Then for each of those nodes, we want to set a clip path.

    for (i in 1:length(ns)) {
        addAttributes(ns[[i]], style=sprintf("clip-path: url(#clipPath%s)", i))
    }

For each of those nodes, we also need to define a clip path

    clippaths <- list()
    for (i in 1:length(ns)) {
        clippaths[[i]] <- newXMLNode("clipPath", attrs=c(id=sprintf("clipPath%s", i)))
        use <- newXMLNode("use", attrs = c("xlink:href"=sprintf("#%s", xmlAttrs(ns[[i]])[["id"]])))
        addChildren(clippaths[[i]], kids=list(use))
    }

And hook it into the existing XML

    defs <- newXMLNode("defs")
    addChildren(defs, kids=clippaths)
    top <- getNodeSet(gridsvg$svg, "//*[@id='gridSVG']")[[1]]
    addChildren(top, kids=list(defs))
}

Then our driver function needs some slight modifications:

gridsvg.london2 <- function(expr, subsetexpr=TRUE, filename="/tmp/london.svg") {
    london.data <- droplevels(do.call(subset, list(london$msoa.fortified, substitute(subsetexpr))))
    is <- match(levels(london.data$group), london.data$group)
    vals <- eval(substitute(expr), london.data)[is]
    labels <- levels(london.data$zonelabel)[london.data$zonelabel[is]]

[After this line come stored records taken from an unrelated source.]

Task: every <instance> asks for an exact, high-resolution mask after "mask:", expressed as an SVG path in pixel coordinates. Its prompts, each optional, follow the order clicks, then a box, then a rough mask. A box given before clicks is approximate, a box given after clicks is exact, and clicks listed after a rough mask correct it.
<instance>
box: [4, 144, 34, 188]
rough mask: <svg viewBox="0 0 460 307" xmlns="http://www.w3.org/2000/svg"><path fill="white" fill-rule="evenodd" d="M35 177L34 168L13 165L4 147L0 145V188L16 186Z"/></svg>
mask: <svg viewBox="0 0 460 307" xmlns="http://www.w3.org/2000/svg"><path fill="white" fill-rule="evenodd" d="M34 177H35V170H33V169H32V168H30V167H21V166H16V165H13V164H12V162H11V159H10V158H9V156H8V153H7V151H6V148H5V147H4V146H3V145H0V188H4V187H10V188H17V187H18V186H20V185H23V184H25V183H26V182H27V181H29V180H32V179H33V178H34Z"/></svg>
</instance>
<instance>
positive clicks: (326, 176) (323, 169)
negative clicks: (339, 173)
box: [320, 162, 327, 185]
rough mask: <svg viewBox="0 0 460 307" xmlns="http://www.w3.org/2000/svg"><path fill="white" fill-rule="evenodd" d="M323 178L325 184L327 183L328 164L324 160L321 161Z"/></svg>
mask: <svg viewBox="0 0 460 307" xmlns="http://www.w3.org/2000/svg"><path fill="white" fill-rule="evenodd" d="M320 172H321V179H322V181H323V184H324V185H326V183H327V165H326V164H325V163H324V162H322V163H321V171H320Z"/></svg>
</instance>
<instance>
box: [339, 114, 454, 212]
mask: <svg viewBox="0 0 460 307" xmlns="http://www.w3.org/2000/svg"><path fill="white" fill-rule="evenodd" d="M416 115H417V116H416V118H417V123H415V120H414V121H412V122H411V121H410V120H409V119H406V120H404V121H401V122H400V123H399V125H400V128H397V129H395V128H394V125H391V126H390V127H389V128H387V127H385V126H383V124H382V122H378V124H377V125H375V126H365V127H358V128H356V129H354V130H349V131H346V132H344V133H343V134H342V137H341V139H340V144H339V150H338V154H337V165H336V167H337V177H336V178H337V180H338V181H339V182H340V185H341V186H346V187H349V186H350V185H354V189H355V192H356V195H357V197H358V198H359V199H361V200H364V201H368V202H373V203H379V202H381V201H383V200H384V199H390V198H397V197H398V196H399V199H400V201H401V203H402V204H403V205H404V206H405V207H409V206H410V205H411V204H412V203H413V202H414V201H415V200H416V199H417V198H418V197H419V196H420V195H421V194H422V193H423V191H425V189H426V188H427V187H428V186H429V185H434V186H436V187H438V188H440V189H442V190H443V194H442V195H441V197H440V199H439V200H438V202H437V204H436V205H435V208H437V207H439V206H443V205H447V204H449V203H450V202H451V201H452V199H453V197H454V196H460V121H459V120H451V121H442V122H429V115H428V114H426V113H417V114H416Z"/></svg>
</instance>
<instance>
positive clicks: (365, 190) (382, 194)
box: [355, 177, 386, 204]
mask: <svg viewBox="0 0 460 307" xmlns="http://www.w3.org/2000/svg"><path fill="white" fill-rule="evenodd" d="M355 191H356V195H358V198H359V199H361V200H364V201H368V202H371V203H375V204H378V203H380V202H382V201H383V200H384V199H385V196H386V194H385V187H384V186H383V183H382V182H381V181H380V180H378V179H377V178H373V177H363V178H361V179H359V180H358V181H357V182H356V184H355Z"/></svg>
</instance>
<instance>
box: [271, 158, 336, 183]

Until here, everything is the same, but we can’t use the gridsvg pseudo-graphics device any more, so we need to do graphics device handling ourselves:

    pdf(width=16, height=10)
    print(do.call(ggplot.london, list(substitute(expr), substitute(subsetexpr))))
    grid.garnish("GRID.polygon.*",
                 onmouseover=rep("showTooltip(evt)", length(is)),
                 onmouseout=rep("hideTooltip()", length(is)),
                 zonelabel=labels, value=vals,
                 group=FALSE, grep=TRUE)
    grid.script(filename="tooltip.js")

Now we export the scene to SVG,

    gridsvg <- grid.export()

find the grob containing all the map polygons,

    grobnames <- grid.ls(flatten=TRUE, print=FALSE)$name
    grobid <- grobnames[[grep("GRID.polygon", grobnames)[1]]]

add the clip paths,

    addClipPaths(gridsvg, grobid)
    saveXML(gridsvg$svg, file=filename)

and we’re done!

    dev.off()
}

Then gridsvg.london2(fulltime/(allages-younger-older)) produces:

and I leave whether the graphical output is worth the effort to the beholder’s judgment.